Commentant la coutume ancienne qui voulait que les veuves
s'immolent sur le bûcher de l'époux décédé
Gandhi disait que cette coutume était barbare et n'avait de fondement
que dans la superstition, l'ignorance et l'égoïsme aveugle
de l'homme.
Il disait aussi que la femme est la meilleure moitié
de l'humanité. Dans le mariage, elle était l'égal
de l'homme, sa compagne, son amie, sa collègue. Comme on n'aurait
jamais pu imaginer voir un homme s'immoler aux funérailles de
sa femme, il ne saurait y avoir deux poids deux mesures.
Puisqu'ils sont égaux en tout, les obligations
de l'épouse sont réciproques à celles de l'époux.

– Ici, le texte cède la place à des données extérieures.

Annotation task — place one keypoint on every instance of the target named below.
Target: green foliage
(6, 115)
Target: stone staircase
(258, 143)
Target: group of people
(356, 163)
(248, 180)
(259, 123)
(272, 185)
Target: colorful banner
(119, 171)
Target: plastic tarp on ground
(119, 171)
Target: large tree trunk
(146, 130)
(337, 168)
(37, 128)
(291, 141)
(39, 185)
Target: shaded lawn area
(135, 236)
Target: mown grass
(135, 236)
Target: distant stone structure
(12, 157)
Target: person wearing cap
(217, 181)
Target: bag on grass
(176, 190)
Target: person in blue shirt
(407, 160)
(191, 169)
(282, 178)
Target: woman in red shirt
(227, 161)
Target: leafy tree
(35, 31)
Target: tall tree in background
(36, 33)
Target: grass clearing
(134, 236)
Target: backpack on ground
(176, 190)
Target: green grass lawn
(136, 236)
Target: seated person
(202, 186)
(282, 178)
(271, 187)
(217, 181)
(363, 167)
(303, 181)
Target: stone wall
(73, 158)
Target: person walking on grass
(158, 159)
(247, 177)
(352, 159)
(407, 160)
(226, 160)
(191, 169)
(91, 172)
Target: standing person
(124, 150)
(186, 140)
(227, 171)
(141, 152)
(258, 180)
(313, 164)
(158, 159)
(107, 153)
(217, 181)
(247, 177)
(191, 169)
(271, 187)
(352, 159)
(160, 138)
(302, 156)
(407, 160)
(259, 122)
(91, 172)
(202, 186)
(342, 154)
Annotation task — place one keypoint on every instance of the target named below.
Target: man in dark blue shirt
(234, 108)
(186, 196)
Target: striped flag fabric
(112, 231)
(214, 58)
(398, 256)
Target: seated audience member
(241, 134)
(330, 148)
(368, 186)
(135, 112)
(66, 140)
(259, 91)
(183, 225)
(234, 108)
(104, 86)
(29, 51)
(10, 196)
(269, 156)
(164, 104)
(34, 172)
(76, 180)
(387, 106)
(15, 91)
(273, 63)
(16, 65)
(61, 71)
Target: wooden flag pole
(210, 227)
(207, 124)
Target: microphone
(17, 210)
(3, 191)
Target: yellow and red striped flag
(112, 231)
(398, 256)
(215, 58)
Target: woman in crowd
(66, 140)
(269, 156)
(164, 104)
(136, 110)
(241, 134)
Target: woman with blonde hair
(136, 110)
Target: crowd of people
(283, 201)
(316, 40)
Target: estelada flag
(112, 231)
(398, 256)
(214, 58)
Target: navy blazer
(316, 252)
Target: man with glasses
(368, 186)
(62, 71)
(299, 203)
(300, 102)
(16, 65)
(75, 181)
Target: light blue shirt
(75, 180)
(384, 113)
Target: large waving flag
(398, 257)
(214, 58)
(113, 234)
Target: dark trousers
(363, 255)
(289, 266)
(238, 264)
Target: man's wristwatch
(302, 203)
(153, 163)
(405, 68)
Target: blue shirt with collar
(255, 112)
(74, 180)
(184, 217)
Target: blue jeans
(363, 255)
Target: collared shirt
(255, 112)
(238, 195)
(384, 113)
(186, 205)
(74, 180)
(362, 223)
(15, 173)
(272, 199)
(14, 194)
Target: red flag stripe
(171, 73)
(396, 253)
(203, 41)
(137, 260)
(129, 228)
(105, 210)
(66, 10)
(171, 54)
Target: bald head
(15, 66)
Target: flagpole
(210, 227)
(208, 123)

Cette coutume a complètement disparu des mœurs
de l'Inde.
L'interdiction faite aux veuves de se remarier s'est
malheureusement maintenue beaucoup plus longtemps. La veuve devenait
à toute fin pratique la servante de sa belle-famille et elle
était sans ressources aucune. Sa vie finissait pour ainsi dire
avec celle de son mari.
Découragées, certaines ne trouvaient d'autre
issue que la prostitution.
L'amour et le respect du Mahatma Gandhi envers les femmes
ne connaissaient pas de limites.
Un jour, il a reçu en entrevue une centaine de
prostituées de la ville de Balisar. À la sortie à
la fin de la rencontre, elles étaient radieuses. On voyait à
leur air qu'elles étaient dominées par un sentiment de
révérence.
Le Mahatma pour sa part, baissa humblement la tête
de honte devant cette centaine sœurs qui considéraient leur sort
comme irréparable. Ce sentiment d'impuissance lui faisait l'effet
d'un coup de poignard au cœur.
Gandhi dira suite à cette rencontre : "Elles
parlaient avec dignité et franchise. Leurs réponses étaient
saines. Certaines s'engagèrent à commencer à filer
et à tisser si on les y aidait et les autres pour ne pas le tromper
lui dirent qu'elle y réfléchiraient."